Sauf que l’ancien régime du défunt Maréchal a décidé de briser cette tradition en sous-traitant la sécurité à des chefs de bande de la région. Il a passé en catimini un deal qui se résume à : garantissez-moi de bloquer le passage aux rebelles et je vous laisse exploiter l’or du Tibesti. De plus, dans sa méfiance vis-à-vis des populations locales, il leur a adjoint comme contre balance les nouveaux pirates du désert communément appelé « les toroboro », qui sont pour la plupart originaires du soudan voisin. A Kouri-Bougoudi, c’est la loi du plus fort qui est la meilleure. C’est un lieu de non-droit où l’État est méconnu et combattu.
Depuis quelques décennies, la conception de l’État par ceux qui en son sommet est bizarre. Ils pensent que l’État ce sont les titres sans le mérite. Que l’État se sont les décrets sans la compétence. Que l’État c’est l’addition des complaisances amicales, tribales ou claniques.
Deuxième raison, l’exploitation anarchique des carrières d’or qui suscite tant de convoitises ne peut qu’entraîner l’émergence du banditisme, des brigands, des gangsters hors la loi. Un État normal ne peut pas accepter l’exploitation de ses ressources naturelles sans aucun contrôle, fut-elle artisanale. Cette exploitation non industrielle se fait selon un code tribal. Les gens des mêmes groupes ethniques s’installent entre eux, vivent entre eux, se constituent en milice d’autodéfense ou d’attaque, et sont motivés par deux choses : l’appât du gain et la préservation de ce qu’ils considèrent comme leurs ressources. Cette organisation encouragée sciemment ou inconsciemment par l’État est une bombe à fragmentation qui pourra embraser toute la région et emportée ce qui reste de l’État.
Troisième raison, la nature a horreur du vide comme la géographie ou le territoire a horreur de l’absence d’une administration publique compétente. Dans cette grande région, une nouvelle mafia s’est installée. Des nouveaux pirates du désert on fait leur apparition, les « toroboro ». Des cavaliers de l’enfer sur terre, les « djandjawid » lorgnent vers ce nouvel Eldorado pour prélever leur part. Nouvelle mafia, les « toroboro », l’ombre des djandjawide avec toutes ses ramifications étrangères est un explosif programmé.

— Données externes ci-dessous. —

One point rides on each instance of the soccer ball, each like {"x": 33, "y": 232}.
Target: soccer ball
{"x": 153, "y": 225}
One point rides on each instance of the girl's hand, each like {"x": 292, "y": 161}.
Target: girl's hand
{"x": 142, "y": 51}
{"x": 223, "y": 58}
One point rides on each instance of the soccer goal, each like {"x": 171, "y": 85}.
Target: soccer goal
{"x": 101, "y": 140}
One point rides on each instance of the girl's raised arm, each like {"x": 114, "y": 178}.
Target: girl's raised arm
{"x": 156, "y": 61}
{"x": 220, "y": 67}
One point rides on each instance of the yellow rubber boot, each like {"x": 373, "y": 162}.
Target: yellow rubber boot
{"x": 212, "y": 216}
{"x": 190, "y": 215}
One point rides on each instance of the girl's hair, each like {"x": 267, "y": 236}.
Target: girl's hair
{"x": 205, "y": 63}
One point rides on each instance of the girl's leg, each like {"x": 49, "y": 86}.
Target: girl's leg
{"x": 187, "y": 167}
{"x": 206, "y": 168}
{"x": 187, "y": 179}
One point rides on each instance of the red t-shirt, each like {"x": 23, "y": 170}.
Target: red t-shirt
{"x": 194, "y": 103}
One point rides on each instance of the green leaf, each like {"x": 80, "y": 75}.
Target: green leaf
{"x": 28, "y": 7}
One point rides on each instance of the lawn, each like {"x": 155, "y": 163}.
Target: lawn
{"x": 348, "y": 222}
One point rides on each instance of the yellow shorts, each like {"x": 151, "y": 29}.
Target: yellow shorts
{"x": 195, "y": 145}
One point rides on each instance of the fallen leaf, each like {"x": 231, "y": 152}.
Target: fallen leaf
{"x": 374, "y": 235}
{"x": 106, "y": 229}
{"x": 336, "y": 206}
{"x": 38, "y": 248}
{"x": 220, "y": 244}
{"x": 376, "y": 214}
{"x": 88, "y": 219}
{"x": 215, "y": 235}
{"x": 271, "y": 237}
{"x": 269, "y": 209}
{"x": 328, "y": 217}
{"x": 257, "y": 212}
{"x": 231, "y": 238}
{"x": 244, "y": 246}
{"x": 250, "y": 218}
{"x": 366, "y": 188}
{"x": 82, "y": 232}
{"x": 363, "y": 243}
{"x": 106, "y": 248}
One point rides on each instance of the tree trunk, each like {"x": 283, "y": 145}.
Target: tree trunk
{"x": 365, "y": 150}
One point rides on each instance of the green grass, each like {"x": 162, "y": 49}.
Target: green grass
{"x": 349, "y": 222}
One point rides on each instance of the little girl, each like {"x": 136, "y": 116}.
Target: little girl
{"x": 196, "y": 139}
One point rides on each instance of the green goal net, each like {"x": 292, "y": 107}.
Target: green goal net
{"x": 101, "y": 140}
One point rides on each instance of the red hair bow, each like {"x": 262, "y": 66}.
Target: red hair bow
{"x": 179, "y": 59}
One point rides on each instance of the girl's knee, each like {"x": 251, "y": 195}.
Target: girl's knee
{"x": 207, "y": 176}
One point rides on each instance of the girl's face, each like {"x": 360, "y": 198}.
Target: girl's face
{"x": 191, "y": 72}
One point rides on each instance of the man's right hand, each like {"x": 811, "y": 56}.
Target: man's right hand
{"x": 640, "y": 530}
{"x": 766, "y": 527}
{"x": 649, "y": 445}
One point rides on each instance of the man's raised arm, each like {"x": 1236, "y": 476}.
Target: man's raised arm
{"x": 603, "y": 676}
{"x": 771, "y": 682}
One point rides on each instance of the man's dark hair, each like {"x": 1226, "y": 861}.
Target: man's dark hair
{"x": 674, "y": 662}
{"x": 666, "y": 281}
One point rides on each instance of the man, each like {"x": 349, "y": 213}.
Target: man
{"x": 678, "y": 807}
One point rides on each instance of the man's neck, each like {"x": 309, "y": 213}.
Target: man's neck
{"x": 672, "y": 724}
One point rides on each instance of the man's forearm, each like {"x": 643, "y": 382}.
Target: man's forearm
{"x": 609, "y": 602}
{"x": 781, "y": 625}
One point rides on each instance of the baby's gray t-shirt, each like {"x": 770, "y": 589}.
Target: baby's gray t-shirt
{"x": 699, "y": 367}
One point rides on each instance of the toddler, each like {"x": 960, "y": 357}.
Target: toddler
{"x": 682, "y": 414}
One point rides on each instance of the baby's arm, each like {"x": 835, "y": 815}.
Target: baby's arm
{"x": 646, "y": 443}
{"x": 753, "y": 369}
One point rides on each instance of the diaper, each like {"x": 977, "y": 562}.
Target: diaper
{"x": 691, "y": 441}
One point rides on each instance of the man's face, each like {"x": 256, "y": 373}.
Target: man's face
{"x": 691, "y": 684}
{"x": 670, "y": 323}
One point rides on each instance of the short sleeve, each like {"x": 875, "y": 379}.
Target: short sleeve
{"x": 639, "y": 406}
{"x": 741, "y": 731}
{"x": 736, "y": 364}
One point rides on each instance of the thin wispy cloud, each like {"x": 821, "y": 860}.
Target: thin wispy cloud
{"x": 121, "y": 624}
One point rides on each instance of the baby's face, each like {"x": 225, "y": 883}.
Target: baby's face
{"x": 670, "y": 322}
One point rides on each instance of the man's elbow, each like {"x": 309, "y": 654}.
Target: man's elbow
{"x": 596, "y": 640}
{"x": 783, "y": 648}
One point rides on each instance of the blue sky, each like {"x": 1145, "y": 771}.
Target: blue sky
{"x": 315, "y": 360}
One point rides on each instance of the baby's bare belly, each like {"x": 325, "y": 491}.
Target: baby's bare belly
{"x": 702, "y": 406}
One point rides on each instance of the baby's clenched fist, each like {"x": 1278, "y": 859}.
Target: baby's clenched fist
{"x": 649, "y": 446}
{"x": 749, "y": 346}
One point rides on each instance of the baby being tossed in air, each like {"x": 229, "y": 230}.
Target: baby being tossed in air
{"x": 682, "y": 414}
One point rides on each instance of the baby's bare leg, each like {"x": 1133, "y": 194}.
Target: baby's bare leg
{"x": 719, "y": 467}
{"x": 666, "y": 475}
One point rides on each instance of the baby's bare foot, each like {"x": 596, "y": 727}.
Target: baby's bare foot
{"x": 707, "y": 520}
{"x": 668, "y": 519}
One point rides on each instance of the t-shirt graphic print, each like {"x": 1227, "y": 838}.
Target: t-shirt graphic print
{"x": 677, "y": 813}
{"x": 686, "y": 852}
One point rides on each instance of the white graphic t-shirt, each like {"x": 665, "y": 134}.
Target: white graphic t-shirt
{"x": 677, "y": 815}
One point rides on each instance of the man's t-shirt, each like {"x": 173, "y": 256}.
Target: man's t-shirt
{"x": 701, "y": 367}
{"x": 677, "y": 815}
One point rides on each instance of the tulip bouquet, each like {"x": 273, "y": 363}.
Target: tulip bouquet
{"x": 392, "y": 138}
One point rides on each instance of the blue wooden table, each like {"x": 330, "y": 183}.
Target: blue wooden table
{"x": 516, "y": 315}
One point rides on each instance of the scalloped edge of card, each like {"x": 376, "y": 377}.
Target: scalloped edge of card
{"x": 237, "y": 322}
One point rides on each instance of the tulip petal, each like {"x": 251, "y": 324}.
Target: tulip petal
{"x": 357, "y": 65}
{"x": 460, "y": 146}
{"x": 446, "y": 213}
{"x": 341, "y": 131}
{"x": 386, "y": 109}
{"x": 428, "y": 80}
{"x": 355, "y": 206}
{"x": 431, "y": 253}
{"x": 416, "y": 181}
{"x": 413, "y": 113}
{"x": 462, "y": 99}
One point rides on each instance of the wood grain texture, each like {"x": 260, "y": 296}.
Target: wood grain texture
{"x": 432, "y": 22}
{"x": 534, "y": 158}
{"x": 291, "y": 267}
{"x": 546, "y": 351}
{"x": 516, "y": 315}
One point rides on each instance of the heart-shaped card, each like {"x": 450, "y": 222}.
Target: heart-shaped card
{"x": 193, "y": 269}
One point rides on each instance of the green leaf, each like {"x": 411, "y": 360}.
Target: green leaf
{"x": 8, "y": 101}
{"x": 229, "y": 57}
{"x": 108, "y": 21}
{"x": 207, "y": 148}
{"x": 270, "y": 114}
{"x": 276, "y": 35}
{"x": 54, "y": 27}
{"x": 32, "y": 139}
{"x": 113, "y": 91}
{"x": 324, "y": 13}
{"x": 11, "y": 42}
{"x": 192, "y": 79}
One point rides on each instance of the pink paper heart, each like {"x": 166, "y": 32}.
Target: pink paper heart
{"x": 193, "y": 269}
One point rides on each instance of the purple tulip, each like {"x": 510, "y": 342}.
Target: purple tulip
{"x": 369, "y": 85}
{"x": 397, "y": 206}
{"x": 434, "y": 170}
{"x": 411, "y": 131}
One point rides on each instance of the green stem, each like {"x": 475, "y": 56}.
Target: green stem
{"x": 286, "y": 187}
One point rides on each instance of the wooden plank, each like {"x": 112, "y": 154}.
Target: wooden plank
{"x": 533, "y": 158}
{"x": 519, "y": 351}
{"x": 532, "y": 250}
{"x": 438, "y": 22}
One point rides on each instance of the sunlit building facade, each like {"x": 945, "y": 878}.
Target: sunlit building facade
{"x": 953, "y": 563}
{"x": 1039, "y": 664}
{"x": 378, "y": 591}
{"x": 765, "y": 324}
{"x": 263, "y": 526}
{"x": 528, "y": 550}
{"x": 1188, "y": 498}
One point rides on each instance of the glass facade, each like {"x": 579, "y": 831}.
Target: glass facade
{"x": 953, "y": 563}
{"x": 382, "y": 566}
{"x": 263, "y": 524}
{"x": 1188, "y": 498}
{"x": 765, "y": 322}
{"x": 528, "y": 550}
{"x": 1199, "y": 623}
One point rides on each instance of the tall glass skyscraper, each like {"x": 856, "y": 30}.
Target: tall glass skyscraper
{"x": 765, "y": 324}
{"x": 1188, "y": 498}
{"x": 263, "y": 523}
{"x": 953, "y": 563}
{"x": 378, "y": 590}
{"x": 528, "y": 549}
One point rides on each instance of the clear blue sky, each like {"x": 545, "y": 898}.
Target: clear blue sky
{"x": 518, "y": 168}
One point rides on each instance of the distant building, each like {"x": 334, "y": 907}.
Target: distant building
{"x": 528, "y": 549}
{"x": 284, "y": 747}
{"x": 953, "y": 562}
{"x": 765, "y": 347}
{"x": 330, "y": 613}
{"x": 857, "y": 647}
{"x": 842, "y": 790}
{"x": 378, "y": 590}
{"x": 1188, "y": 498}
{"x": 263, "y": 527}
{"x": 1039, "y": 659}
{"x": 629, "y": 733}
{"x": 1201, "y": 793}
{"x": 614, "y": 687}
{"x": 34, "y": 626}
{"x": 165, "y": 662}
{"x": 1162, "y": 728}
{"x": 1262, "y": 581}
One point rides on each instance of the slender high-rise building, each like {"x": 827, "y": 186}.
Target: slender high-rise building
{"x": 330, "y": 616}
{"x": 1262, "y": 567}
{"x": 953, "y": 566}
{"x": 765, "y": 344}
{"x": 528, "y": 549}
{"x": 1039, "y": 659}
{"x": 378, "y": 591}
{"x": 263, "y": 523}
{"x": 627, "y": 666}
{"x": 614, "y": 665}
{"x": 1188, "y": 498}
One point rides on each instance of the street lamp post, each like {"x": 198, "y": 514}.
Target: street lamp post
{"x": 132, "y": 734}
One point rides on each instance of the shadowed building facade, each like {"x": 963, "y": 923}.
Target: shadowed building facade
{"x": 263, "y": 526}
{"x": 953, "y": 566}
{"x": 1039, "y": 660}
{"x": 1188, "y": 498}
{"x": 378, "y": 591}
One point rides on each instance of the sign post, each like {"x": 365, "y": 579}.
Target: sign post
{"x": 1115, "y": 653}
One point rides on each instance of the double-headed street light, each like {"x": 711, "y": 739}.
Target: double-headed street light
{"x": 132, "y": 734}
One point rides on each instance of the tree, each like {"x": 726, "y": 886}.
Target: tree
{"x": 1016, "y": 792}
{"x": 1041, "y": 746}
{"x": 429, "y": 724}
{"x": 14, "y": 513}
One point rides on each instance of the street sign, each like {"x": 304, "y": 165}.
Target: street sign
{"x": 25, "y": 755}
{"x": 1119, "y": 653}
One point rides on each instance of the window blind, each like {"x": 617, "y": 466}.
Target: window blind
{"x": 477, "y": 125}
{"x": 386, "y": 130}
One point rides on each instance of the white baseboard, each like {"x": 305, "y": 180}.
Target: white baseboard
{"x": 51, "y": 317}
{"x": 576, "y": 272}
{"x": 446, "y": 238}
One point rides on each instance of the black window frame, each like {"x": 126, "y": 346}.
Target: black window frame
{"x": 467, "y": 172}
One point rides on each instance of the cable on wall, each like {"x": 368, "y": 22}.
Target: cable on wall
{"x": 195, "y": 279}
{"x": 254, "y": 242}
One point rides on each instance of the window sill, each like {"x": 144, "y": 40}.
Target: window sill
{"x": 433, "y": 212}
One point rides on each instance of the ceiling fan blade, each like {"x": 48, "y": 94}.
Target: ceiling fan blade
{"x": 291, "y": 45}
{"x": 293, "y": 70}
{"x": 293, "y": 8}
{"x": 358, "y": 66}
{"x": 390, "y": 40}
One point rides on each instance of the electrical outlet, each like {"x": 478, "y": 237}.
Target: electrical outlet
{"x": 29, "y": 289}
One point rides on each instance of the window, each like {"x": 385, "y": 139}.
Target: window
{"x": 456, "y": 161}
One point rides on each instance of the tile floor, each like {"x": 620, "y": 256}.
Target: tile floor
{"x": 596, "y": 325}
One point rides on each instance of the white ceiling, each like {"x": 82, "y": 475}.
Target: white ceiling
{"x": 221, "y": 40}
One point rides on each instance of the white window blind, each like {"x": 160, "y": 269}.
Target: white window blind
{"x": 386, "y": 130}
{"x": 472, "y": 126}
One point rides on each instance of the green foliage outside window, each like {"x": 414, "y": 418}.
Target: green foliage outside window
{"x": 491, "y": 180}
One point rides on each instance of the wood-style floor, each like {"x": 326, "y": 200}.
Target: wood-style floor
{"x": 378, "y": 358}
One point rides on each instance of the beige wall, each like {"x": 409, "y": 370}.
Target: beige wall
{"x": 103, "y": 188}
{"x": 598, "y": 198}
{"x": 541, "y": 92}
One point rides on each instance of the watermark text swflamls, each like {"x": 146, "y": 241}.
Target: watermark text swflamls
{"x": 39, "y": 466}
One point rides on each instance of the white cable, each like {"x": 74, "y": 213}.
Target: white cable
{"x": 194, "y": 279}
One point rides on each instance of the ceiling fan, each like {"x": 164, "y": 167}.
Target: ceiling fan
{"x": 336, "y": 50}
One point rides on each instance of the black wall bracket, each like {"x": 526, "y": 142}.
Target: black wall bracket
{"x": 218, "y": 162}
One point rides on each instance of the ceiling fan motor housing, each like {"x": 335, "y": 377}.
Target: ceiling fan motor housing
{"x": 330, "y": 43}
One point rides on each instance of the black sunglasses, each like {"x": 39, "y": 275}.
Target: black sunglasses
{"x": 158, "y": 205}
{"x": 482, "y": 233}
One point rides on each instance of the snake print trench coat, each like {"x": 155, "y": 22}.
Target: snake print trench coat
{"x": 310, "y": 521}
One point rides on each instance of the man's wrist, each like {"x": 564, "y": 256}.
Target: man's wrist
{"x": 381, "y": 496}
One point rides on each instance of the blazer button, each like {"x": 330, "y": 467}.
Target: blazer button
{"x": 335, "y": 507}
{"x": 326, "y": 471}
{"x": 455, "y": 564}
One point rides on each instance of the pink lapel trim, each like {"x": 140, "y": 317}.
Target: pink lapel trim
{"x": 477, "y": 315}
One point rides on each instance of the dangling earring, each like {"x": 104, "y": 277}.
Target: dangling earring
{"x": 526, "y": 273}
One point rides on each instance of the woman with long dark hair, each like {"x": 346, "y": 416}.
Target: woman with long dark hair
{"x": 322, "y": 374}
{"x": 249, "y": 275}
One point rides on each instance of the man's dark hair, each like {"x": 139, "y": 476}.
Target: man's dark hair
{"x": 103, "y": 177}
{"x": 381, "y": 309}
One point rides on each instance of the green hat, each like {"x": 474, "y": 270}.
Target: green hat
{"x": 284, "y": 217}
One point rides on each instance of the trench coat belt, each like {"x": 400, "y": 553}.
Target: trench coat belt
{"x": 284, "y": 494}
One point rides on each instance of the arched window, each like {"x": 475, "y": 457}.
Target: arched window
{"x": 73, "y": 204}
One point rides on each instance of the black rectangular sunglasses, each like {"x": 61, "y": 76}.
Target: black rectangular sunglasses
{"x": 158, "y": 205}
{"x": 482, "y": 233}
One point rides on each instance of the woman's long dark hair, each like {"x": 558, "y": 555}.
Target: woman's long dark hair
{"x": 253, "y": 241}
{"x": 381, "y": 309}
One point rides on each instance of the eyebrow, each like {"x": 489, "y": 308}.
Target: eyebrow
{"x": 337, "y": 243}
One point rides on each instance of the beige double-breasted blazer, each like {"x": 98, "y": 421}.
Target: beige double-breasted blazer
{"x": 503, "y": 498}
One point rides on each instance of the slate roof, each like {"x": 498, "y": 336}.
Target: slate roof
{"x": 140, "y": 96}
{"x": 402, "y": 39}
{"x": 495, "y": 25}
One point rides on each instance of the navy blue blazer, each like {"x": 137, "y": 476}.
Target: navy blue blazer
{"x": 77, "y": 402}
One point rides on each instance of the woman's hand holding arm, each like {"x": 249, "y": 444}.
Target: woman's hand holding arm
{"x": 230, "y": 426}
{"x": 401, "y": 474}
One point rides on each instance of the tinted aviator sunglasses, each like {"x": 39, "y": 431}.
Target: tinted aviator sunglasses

Maintenant, quelle solution ? Le président de la transition est allé dans la région. Les Tchadiens attendaient de lui une solution et une nouvelle vision. Rien de tout cela. Il a proposé un rafistolage de plus injuste, une « solution apartheid » qui a consisté à chasser tous les tchadiens non-originaires de la région. Leurs matériels saisis, leurs carrières fermées. Ils n’ont pas le droit d’exploiter de manière illégale les ressources minières comme le font les locaux. Il y a visiblement des Tchadiens plus Tchadiens que d’autres. Kouri-Bougudi en est le parfait exemple.